Created, written, directed, and choreographed by Allen, 'FREEZE FRAME' first premiered at the Brisbane Festival in Australia in 2013. This piece is inspired by real-life incidents and uses a fusion of dance, drama, music, spoken word, and visual arts to examine the issues of gun violence and race relations in America. 'FREEZE FRAME' aims to help people understand the challenges that confront their communities and to help them develop genuine empathy. The pre-performance and post-performance dialog will also help people understand how they can become agents of change.
Photo Credit: Debbie Allen Dance Academy
"Freeze Frame is important because it is a dance-driven narrative that addresses gun violence, racial discrimination, sexual abuse, and the issues that young people have growing up in urban America. The arts should address those things in our lives, in our society, in our communities, that need to be talked about, that need change. This is a vehicle for change," Emmy award winner Allen told Dance Network.

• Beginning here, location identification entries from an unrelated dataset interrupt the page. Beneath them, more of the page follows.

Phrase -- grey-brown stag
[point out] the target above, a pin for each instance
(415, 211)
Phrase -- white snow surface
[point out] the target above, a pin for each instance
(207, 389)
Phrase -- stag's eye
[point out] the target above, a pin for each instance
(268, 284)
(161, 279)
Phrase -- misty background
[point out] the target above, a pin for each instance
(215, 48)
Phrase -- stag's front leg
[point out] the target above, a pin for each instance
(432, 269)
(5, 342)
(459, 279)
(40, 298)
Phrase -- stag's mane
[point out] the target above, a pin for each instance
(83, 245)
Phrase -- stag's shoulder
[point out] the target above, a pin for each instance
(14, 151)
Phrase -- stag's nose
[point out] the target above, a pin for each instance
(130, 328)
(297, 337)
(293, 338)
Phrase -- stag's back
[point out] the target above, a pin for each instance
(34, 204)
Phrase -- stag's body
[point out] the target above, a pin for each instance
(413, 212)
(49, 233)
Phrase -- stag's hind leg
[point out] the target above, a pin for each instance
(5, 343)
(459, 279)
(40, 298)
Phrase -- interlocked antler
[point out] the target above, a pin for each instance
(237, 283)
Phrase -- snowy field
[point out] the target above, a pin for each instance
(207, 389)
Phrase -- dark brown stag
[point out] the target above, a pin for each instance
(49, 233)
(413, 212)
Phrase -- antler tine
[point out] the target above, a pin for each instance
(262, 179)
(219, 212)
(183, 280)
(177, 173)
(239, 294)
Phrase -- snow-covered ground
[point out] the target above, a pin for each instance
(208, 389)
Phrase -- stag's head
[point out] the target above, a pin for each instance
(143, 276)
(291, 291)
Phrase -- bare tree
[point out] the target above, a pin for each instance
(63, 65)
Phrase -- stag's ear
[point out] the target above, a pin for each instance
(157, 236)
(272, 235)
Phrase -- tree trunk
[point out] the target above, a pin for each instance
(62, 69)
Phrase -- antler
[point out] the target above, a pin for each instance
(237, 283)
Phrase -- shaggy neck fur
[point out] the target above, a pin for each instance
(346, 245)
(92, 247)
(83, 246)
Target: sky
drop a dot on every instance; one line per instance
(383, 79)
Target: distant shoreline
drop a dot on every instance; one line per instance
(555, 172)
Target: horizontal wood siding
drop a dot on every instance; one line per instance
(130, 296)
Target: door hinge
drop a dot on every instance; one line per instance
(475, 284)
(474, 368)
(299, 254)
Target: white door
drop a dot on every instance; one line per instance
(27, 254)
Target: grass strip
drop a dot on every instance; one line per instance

'FREEZE FRAME' will take place on April 24 for a one-night only concert at the Orpheum Theater in Los Angeles as a part of the Los Angeles International Dance Festival. It is part of a shared bill with Lula Washington Dance Theatre and Chloe Arnold's 'Syncopated Ladies. With original music by Stevie Wonder, James Ingram, Ricky Minor, Arturo Sandoval, and Thump, this dance-driven production provides a call for social reform in America.
Debbie Allen Dance Academy was founded in 2001 and is a non-profit organization that offers a comprehensive dance curriculum to students ages 4 and up, regardless of financial status. Student groups include academy, pre-academy, early birds, red birds, ensemble, and open classes. The founding principles of DADA are based on the belief that arts education defines discipline, creativity, and self-confidence. These principles empower individuals whether they pursue a professional performing arts career or not. This is more than dance- it's about life.
“To dance is to know real expression. To dance is to master time and space. Dance is the universal language. It is that connection to creativity that cannot be superseded by anything else.” – Debbie Allen to Los Angeles Wave Newspapers.
DADA is committed to expanding the reach of dance and theater arts with the hope of enriching, inspiring, and transforming the lives of its students. DADA outreach includes: Colibri Arts, Dance Free Days, J.O.Y. (Journey of Yourself), lecture demonstrations, a scholarship program, and a school subsidized program.
Some of Allen’s directing and producing credits include Grey’s Anatomy, Scandal, How to Get Away with Murder, and Empire. On Broadway, she was involved with Cat on a Hot Tin Roof and Carrie, and she’s been an artist-in-residence at the Kennedy Center for over 15 years. Recently, Allen choreographed DADA’s performance with Misty Copeland at this year's GRAMMY Awards.